Krishnamurti identifies a deeper cause beneath the symptoms of mechanical living and institutional decay. When human beings stop inquiring and start merely functioning—when they prioritize efficiency, conformity, and the repetition of received knowledge over curiosity—the entire social organism degenerates. Religion becomes a repository of rules rather than a regenerative practice. Art becomes decoration. Ethics become compliance with external codes.
This degeneracy is not accidental or external. It flows from the human being's abdication of responsibility for understanding. It is easier to obey than to investigate, easier to believe than to face uncertainty. Institutions arise to offer this comfort and to enforce it. The person who asks hard questions becomes dangerous to the system; the person who accepts is safe and rewarded.
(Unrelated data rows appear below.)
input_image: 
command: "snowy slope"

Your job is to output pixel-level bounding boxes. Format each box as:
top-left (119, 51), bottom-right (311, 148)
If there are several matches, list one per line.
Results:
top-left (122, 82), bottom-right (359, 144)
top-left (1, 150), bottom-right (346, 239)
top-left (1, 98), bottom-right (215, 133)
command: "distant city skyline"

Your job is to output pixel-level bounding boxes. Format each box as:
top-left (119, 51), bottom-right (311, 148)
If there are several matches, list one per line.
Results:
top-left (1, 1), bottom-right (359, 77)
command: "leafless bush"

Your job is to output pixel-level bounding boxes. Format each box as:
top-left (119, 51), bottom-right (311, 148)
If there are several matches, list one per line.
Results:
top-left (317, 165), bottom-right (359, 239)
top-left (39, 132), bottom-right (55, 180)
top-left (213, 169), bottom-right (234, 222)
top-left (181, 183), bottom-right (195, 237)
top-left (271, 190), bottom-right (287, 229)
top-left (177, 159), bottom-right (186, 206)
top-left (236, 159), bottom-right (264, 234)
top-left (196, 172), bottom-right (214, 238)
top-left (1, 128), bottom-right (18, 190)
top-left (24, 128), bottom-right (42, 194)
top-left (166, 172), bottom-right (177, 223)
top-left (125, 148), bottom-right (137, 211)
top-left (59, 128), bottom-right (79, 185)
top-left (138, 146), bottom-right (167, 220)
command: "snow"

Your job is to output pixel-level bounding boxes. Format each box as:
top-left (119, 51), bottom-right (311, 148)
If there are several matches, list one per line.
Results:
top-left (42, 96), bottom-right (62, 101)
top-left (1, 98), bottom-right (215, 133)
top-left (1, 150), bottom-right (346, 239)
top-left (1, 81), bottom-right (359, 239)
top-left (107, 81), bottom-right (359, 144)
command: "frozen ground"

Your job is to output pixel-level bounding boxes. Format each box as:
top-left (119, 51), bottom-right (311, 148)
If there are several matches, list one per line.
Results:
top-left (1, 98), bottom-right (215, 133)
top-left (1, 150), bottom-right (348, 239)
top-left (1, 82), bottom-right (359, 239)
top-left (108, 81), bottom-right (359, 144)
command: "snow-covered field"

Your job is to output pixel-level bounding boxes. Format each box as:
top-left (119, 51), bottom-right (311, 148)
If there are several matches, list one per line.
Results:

Moral and cultural decay follows inevitably when this pattern dominates. A society of people who do not inquire, who are not in direct relationship with reality, who have divorced conduct from genuine understanding—such a society cannot regenerate itself. It can only decline into more sophisticated forms of the same mechanical living.
Where to Go From Here
Krishnamurti does not offer a program or a set of practices to adopt. His inquiry points toward individual responsibility. Each person must examine their own conditioning—not to replace it with a new ideology but to become free from the necessity of any inherited framework. This examination requires honesty: facing the moments when we claim knowledge we do not possess, recognizing how we experience the world through filters we did not choose, observing our attraction to authority and our fear of genuine uncertainty.
From this clarity, a different kind of religion becomes possible. Not a belief system but a way of attending to life that is awake, curious, and undivided. Not a structure one obeys but a quality of consciousness one embodies. This is not a goal to achieve in the future but a capacity available now, whenever the mind is willing to set aside its pretenses and truly perceive.